At the current liabilities level of US$721m, it appears that the company has been able to meet these obligations given the level of current assets of US$1.3b, with a current ratio of 1.8x. The current ratio is calculated by dividing current assets by current liabilities. For Auto Components companies, this ratio is within a sensible range as there’s enough of a cash buffer without holding too much capital in low return investments.

NasdaqGS:VC Historical Debt, April 15th 2019
NasdaqGS:VC Historical Debt, April 15th 2019

Does VC face the risk of succumbing to its debt-load?
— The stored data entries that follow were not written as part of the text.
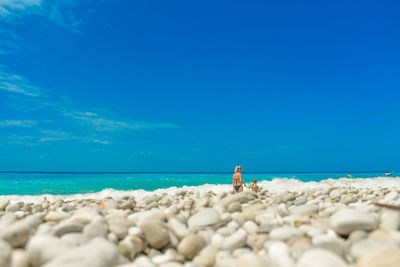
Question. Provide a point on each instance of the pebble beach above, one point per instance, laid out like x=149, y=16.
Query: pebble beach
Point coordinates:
x=328, y=223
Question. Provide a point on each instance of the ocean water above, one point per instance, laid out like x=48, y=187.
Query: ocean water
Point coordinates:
x=68, y=183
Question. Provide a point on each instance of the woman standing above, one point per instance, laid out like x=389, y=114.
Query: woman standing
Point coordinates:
x=237, y=180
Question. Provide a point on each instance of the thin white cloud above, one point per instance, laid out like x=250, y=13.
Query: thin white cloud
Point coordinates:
x=87, y=126
x=17, y=84
x=56, y=11
x=104, y=124
x=18, y=123
x=10, y=7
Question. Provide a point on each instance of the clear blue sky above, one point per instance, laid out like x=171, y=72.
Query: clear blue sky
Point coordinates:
x=199, y=85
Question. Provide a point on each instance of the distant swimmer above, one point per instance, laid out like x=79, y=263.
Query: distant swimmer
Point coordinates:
x=237, y=180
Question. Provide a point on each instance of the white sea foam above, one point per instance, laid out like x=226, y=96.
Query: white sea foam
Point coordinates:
x=276, y=185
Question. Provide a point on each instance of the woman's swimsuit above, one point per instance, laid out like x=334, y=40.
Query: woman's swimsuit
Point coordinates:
x=237, y=184
x=237, y=187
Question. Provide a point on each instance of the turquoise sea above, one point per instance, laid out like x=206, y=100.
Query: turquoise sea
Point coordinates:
x=64, y=183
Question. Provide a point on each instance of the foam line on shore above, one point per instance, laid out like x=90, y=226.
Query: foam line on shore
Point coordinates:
x=276, y=185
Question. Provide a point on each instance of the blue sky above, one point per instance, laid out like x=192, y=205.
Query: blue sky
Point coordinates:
x=199, y=86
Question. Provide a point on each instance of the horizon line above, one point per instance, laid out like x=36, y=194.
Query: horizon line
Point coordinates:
x=183, y=172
With debt reaching 70% of equity, VC may be thought of as relatively highly levered. This is not unusual for mid-caps as debt tends to be a cheaper and faster source of funding for some businesses. We can check to see whether VC is able to meet its debt obligations by looking at the net interest coverage ratio. A company generating earnings before interest and tax (EBIT) at least three times its net interest payments is considered financially sound. In VC’s, case, the ratio of 31.57x suggests that interest is comfortably covered, which means that lenders may be inclined to lend more money to the company, as it is seen as safe in terms of payback.

Next Steps:

VC’s high cash coverage means that, although its debt levels are high, the company is able to utilise its borrowings efficiently in order to generate cash flow. Since there is also no concerns around VC’s liquidity needs, this may be its optimal capital structure for the time being. This is only a rough assessment of financial health, and I’m sure VC has company-specific issues impacting its capital structure decisions. I suggest you continue to research Visteon to get a more holistic view of the mid-cap by looking at:

  1. Future Outlook: What are well-informed industry analysts predicting for VC’s future growth? Take a look at our free research report of analyst consensus for VC’s outlook.
  2. Valuation: What is VC worth today? Is the stock undervalued, even when its growth outlook is factored into its intrinsic value? The intrinsic value infographic in our free research report helps visualize whether VC is currently mispriced by the market.
  3. Other High-Performing Stocks: Are there other stocks that provide better prospects with proven track records? Explore our free list of these great stocks here.

We aim to bring you long-term focused research analysis driven by fundamental data. Note that our analysis may not factor in the latest price-sensitive company announcements or qualitative material.